Hailu paints a devastating portrait of European colonialism. As well as exposing the operations of foreign domination, he confronts the obstacles to liberation for which the colonized Eritreans themselves are responsible, highlighting both their material and subjective collusion with their own exploitation. At the same time that he develops this critique, Hailu celebrates the potential for resistant consciousness, which he sees as already present, albeit embryonically, in existing Eritrean social, cultural, and spiritual formations.
Hailu’s approach to colonialism anticipates the midcentury thinkers Frantz Fanon and Aimé Césaire. Like them, Hailu is concerned less with imperial history than with its contemporary expression; the Italian empire is in medias res, like the protagonist Tuquabo himself at the start of the novel. The details of how Italy came to colonize Eritrea and to declare war on Libya are immaterial to the narrative; instead, Hailu simply remarks, “This was a time when there was war going on in Tripoli, and it was deemed fitting for the people of Habesha to be willing to spill their blood in this war” (7). The passive construction is interesting. Italian agency is missing here, and this absence becomes all the more glaring when the next sentence reads, “The youth were singing, ‘He is a woman who refuses to go to Libya,’ and small children in return sang, ‘Come back to us later, Tribuli . . . give us time to grow up,’ dispersing their poisonous words” (7). Hailu chooses to emphasize the prowar activities of local Eritrean youth, children, and also “those Habesha chiefs” who pray for war on the grounds that “the exercise might help trim their fattened bodies” (7). (Sixty years later, in Ken Saro-Wiwa’s novel Sozaboy, the decision of the eponymous Sozaboy to enlist in the Nigerian Civil War is likewise influenced by a cross-generational spread of local men who promote a particular brand of masculinity.)

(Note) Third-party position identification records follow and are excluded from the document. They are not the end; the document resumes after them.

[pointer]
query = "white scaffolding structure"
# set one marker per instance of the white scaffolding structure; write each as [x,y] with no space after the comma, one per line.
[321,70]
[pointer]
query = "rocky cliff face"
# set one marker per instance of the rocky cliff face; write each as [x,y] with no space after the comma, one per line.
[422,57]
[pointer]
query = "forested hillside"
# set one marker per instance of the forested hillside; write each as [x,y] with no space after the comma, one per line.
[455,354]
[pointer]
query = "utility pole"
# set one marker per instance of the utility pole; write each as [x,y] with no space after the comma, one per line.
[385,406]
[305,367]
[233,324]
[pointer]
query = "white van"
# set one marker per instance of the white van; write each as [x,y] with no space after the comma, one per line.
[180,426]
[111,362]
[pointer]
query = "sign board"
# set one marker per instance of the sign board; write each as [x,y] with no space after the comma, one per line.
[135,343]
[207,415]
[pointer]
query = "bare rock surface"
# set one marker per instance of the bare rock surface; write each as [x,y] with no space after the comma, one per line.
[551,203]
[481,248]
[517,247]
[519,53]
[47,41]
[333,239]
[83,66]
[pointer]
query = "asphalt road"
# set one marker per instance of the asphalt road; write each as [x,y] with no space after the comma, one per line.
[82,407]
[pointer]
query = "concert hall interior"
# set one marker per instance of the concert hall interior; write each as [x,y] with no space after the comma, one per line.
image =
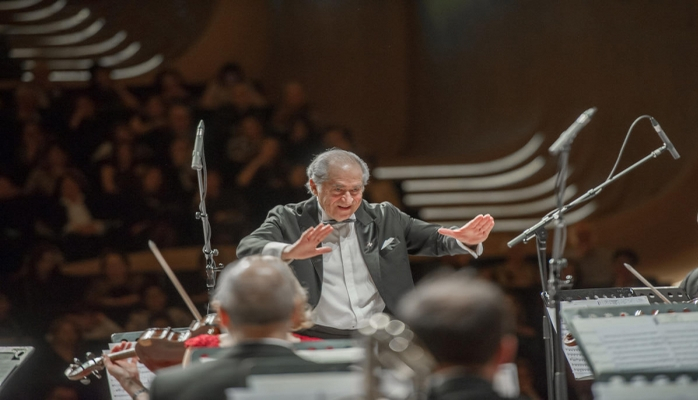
[453,104]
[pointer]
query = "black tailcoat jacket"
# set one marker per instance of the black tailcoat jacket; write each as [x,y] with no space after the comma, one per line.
[386,237]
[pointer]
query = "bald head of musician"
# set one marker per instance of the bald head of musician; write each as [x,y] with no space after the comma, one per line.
[467,326]
[257,297]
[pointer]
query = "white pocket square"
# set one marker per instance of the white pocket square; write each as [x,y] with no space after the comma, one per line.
[387,243]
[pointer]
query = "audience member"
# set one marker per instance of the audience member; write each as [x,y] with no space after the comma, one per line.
[154,304]
[467,328]
[11,332]
[110,96]
[42,290]
[170,86]
[43,179]
[117,290]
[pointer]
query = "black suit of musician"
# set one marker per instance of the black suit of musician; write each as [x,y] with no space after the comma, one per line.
[352,255]
[257,301]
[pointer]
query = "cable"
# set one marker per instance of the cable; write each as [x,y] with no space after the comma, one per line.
[627,136]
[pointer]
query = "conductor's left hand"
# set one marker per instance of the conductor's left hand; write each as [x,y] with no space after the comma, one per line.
[472,233]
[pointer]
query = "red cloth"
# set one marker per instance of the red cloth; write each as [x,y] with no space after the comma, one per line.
[215,341]
[203,341]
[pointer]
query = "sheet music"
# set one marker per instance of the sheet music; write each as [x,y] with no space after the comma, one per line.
[117,392]
[645,390]
[578,363]
[646,343]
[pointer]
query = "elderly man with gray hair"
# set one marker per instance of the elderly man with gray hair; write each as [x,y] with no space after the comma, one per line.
[352,255]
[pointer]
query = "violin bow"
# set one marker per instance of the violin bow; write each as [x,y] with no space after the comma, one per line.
[646,282]
[175,281]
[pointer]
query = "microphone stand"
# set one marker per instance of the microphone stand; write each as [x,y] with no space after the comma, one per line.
[209,253]
[555,360]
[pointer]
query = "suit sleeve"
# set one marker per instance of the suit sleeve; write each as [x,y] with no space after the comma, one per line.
[424,239]
[271,237]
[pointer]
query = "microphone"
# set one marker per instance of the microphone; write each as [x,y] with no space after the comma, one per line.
[198,148]
[665,139]
[568,136]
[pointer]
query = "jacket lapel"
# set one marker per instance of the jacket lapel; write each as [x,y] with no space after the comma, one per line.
[368,241]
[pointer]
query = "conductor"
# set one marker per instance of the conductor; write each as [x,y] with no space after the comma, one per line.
[352,255]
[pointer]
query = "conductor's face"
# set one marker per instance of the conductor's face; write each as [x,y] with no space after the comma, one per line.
[340,196]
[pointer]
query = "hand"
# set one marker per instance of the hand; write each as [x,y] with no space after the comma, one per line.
[125,371]
[306,246]
[472,233]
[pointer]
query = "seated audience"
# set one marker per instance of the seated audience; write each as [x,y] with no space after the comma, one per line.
[117,291]
[155,303]
[468,329]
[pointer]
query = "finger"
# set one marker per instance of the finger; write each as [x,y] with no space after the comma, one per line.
[324,232]
[306,234]
[447,232]
[477,222]
[323,250]
[320,232]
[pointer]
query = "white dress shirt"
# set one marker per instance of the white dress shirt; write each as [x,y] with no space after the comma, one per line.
[349,296]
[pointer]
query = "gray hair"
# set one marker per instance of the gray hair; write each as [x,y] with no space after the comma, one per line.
[318,170]
[257,290]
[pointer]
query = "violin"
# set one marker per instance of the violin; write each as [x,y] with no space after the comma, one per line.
[156,348]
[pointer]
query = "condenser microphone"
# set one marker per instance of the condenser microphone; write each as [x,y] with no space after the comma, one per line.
[196,159]
[665,139]
[568,136]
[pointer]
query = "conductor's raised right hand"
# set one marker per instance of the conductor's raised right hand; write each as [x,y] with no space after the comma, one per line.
[306,246]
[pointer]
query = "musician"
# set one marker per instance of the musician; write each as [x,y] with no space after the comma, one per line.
[465,324]
[257,303]
[352,255]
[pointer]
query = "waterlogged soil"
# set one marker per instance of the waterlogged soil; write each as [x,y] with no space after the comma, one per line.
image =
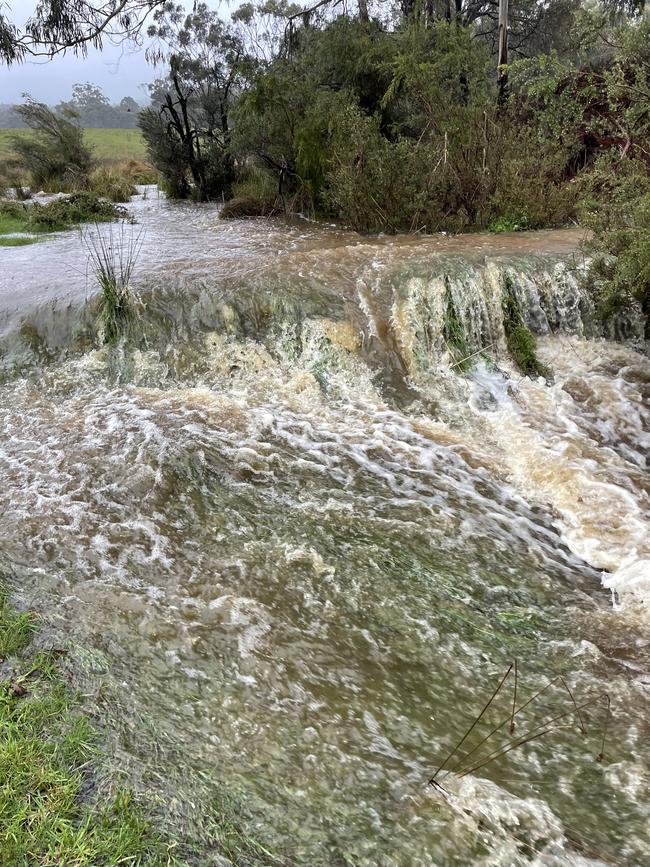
[293,551]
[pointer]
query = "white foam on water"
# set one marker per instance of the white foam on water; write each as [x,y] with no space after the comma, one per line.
[579,444]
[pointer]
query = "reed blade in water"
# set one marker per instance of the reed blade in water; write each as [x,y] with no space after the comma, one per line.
[113,256]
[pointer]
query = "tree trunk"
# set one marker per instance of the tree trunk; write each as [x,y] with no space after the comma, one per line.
[502,74]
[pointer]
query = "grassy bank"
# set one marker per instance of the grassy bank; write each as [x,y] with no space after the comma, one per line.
[59,804]
[108,145]
[51,809]
[34,220]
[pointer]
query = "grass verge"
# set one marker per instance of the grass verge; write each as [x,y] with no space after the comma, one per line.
[108,145]
[56,216]
[46,770]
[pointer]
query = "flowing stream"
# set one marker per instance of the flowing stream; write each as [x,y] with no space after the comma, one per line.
[294,545]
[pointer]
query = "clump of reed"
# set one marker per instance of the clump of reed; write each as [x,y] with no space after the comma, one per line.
[117,181]
[113,256]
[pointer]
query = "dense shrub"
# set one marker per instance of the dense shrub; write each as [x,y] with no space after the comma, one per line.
[55,157]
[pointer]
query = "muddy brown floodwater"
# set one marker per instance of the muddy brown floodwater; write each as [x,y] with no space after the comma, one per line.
[298,546]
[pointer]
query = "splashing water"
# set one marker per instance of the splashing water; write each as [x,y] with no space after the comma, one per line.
[297,548]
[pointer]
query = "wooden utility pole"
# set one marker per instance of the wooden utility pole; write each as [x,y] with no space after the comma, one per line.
[502,74]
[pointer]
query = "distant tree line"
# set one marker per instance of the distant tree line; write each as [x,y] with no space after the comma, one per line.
[89,105]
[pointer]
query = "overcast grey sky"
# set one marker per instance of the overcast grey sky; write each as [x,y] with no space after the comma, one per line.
[119,70]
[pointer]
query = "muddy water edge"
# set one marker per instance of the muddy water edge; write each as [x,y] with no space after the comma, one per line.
[295,530]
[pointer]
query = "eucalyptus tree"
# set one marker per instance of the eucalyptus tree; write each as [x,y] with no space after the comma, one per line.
[57,26]
[187,128]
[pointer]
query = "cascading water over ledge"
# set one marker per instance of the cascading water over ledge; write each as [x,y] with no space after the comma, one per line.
[298,542]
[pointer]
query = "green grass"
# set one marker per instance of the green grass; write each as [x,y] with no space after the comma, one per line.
[55,216]
[18,242]
[47,762]
[108,145]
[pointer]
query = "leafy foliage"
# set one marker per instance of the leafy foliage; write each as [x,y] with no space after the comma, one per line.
[56,153]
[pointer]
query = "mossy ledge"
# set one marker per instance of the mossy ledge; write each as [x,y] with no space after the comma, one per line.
[520,339]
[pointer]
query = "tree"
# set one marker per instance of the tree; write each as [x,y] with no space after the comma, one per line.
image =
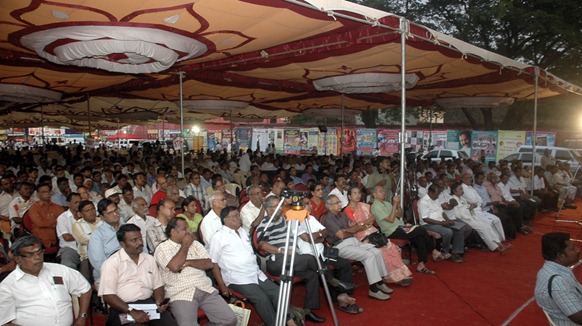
[543,33]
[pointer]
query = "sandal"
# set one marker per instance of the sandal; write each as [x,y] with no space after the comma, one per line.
[425,270]
[351,309]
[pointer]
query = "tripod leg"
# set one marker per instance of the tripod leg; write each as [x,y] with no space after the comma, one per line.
[321,272]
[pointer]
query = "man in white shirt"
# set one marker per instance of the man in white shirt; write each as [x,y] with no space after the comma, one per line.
[433,218]
[124,205]
[68,251]
[211,222]
[340,190]
[141,188]
[252,209]
[38,293]
[141,217]
[6,196]
[131,276]
[235,266]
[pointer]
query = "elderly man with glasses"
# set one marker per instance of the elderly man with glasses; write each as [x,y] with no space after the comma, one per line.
[38,293]
[211,222]
[252,209]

Like Fanon and Césaire, Hailu highlights the dehumanization at the core of colonial domination. Césaire emphasizes the dehumanization of European perpetrators: “the colonizer, who in order to ease his conscience gets into the habit of seeing the other man as an animal, accustoms himself to treating him like an animal, and tends objectively to transform himself into an animal” (177). Hailu complicates this equation by featuring both colonizer and colonized as animals. In chapter 2, as the ascari prepare to board the train that will take them to war, the military police beat the crowds “with a whip (yes, with a whip like a donkey).” It is the train carriages, the apparatus of empire, that are explicitly bestialized: “the black trucks . . . roared like starving lions, hungry to swallow the Habesha people in their beastly bellies” (12). After the soldiers have entered combat and protected the Italians’ access to water from other thirsty conscripts like themselves, they resemble servile “dogs,” in the narrator’s estimation, “whose eyes, while one is eating, are raised and lowered following the movement of one’s hand” (46). From dogs they sink still further, in the view of the Italian general who abandons them in the Libyan desert, fearful that they will turn against and kill him: “For the Italian, the Habesha was like a weak donkey, which you couldn’t kill for meat or hide and therefore would leave behind to die in the field under God’s hand. The cowardly Italian, who gained his pride and fame from the strong young Habesha, thus escaped when he knew that they were weakened and dying of thirst” (47).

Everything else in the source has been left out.